As far as pinouts are concerned, pin 1 on one end of the rollover cable connects to pin 8 at the other end of the cable. Similarly, pin 2 connects to pin 7, and so on. The ends are simply reversed. As soon as one end of the rollover cable is connected to the PC and the other to the Cisco terminal, the Cisco equipment can be accessed from the computer system using a program such as HyperTerminal, which is included with Microsoft Windows products.

Loopback Cable

A loopback cable, also known as a plug, is used to test and isolate network problems. If made correctly, the loopback plug causes the link light on a device such as a network interface card (NIC) to come on. This is a very quick and cheap way to test simple network cabling problems. The loopback plug redirects outgoing data signals to the system. The system then believes that it is both sending and receiving data.

The loopback cable is basically a troubleshooting tool used to test the device to see if it is sending and receiving properly. It uses UTP cable and RJ-45 connectors.

Components of Wiring Distribution

So far, this chapter has examined various types of media and the associated connectors. This section looks at wiring in the closet, the place in networks where you connect the cables and networking devices. These rooms have many names, including the wiring closet, the telecommunications room, and the network operations center (NOC). These telecommunications rooms contain the key network devices, such as the hubs, routers, switches, and servers. These rooms also contain the network media, such as patch cables that connect network devices to horizontal cables and the rest of the network.

Network Cross-Connects

The cable that runs throughout a network can be divided into two distinct sections:

Horizontal cabling: Connects client systems to the network.

Vertical (backbone) cabling: Runs between floors to connect different locations on the network.

Both of these cable types have to be consolidated and distributed from a location—a wiring closet.

There are three types of cable distribution:

Vertical or main cross-connect: The location where outside cables enter the building for distribution. This can include Internet and phone cabling.

Horizontal cross-connect: The location where the vertical and horizontal connections meet.

Intermediate cross-connect: Typically used in larger networks. Provides an intermediate cross-connect between the main and horizontal cross-connects.

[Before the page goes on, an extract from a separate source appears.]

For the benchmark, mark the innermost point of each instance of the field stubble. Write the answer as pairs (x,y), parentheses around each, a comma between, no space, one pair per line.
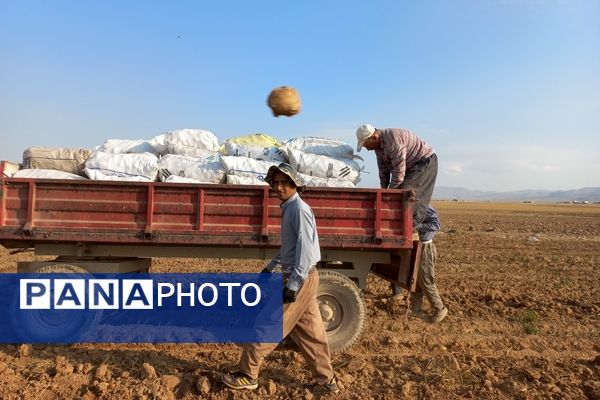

The term cross-connect refers to the point where the cables running throughout the network meet and are connected.

Horizontal Cabling

Within the telecommunications room, horizontal cabling connects the telecommunications room to the end user, as shown in Figure 2.15. Specifically, the horizontal cabling extends from the telecommunications outlet, or a network outlet with RJ-45 connectors, at the client end. It includes all cable from that outlet to the telecommunications room to the horizontal cross-connect—the distribution point for the horizontal cable. The horizontal cross-connect includes all connecting hardware, such as patch panels and patch cords. The horizontal cross-connect is the termination point for all network horizontal cables.

FIGURE 2.15 Horizontal cabling.

Horizontal cabling runs within walls and ceilings and therefore is called permanent cable or structure cable. The length of cable running from the horizontal connects and the telecommunication outlet on the client side should not exceed 90 meters. Patch cables used typically should not exceed 5 meters. This is due to the 100-meter distance limitation of most UTP cable.

Vertical Cable

Vertical cable, or backbone cable, refers to the media used to connect telecommunications rooms, server rooms, and remote locations and offices. Vertical cable may be used to connect locations outside the local LAN that require high-speed connections. Therefore, vertical cable is often fiber-optic cable or high-speed UTP cable. Figure 2.16 shows the relationship between horizontal cable and vertical cable.

FIGURE 2.16 Vertical and horizontal cabling.

Patch Panels

If you’ve ever looked in a telecommunications room, you have probably seen a distribution block, more commonly called a patch panel. A patch panel is a freestanding or wall-mounted unit with a number of RJ-45 port connections on the front. In a way, it looks like a wall-mounted hub without the light-emitting diodes (LEDs). The patch panel provides a connection point between network equipment such as hubs and switches and the ports to which PCs are connected, which normally are distributed throughout a building.

Also found in a wiring closet is the punchdown block. The wires from a telephony or UTP cable are attached to the punchdown block using a punchdown tool. To use the punchdown tool, you place the wires in the tip of the tool and push it into the connectors attached to the punchdown block. The wire insulation is stripped, and the wires are firmly embedded into the metal connector. Because the connector strips the insulation on the wire, it is known rather grandiosely as an insulation displacement connector (IDC). Figure 2.17 shows a punchdown tool placing wires into an IDC of a patch panel.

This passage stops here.